For a situation that is overwhelming, therapy and counseling can help, although it might require a bit of shopping around for a pagan friendly therapist. Abuse definitely requires an exit plan. Always take care of yourself first. This is a huge part of why I wrote the stealth paganism blog post. Family is tough, and leaving a difficult situation is not always possible in the short term.

Time can also help. Going back to most people have been taught paganism is evil, sometimes even the people we love have a knee-jerk reaction when we drop the “I am pagan” bomb. If a year later you are demonstrating Paganism is something you are serious about, there might be some softening. Maturity and distance apart can soften many arguments, especially if it is the period of growing from a minor child to an adult.

When the Bad Gets Worse

Sometimes, you’re in a situation where leaving isn’t an option, people don’t respond to attempts to stop things, and don’t recognize they are hurting you. Or the worst scenario of all, they realize they are hurting you and don’t care.

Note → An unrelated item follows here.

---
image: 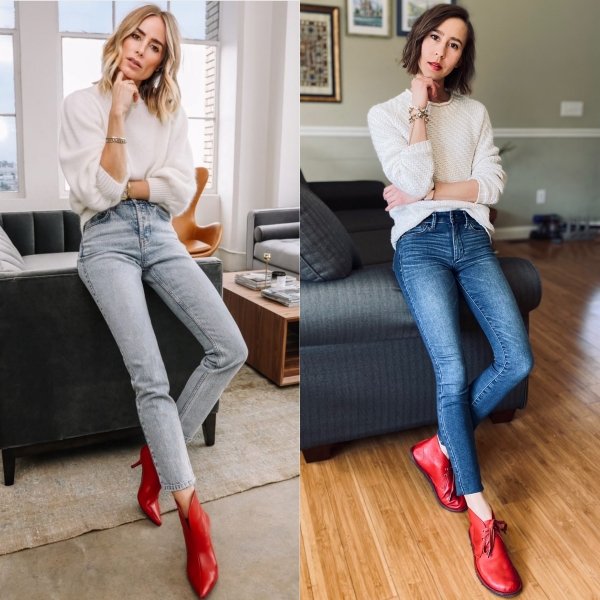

Most likely this will be family, because those are the ones that believe they have a stake and will honestly believe this will help you, or need the ego boost.

Definitely work on long term solutions (saving up to move out, being able to keep a distance, becoming independent so whatever hold is lessened). But short term, a strategy that would work is building shields. Practice this skill when calm, but visualize things like a wall of thorns around you, or a rubber shield that bounces all the negativity back at them.  Another would be the art of being “unseen”. Simply, visualize not catching someone’s attention.

When Thanksgiving Requires a Flak Jacket

Cough into the phone and explain you have a cold. Seriously. It is perfectly fine to avoid situations you know will be painful that there won’t be any benefit from. This is a part of take care of yourself first.

It totally sucks to be in a minority, but people will not just be judging you. They will judge all pagans based on how you react and what your answers are. It sucks. But that is the way it is. Running into hostility to paganism is a simple fact of life in modern America, even if I wish it wasn’t that way. Having strategies and tools to handle it when it happens will serve best in the long run.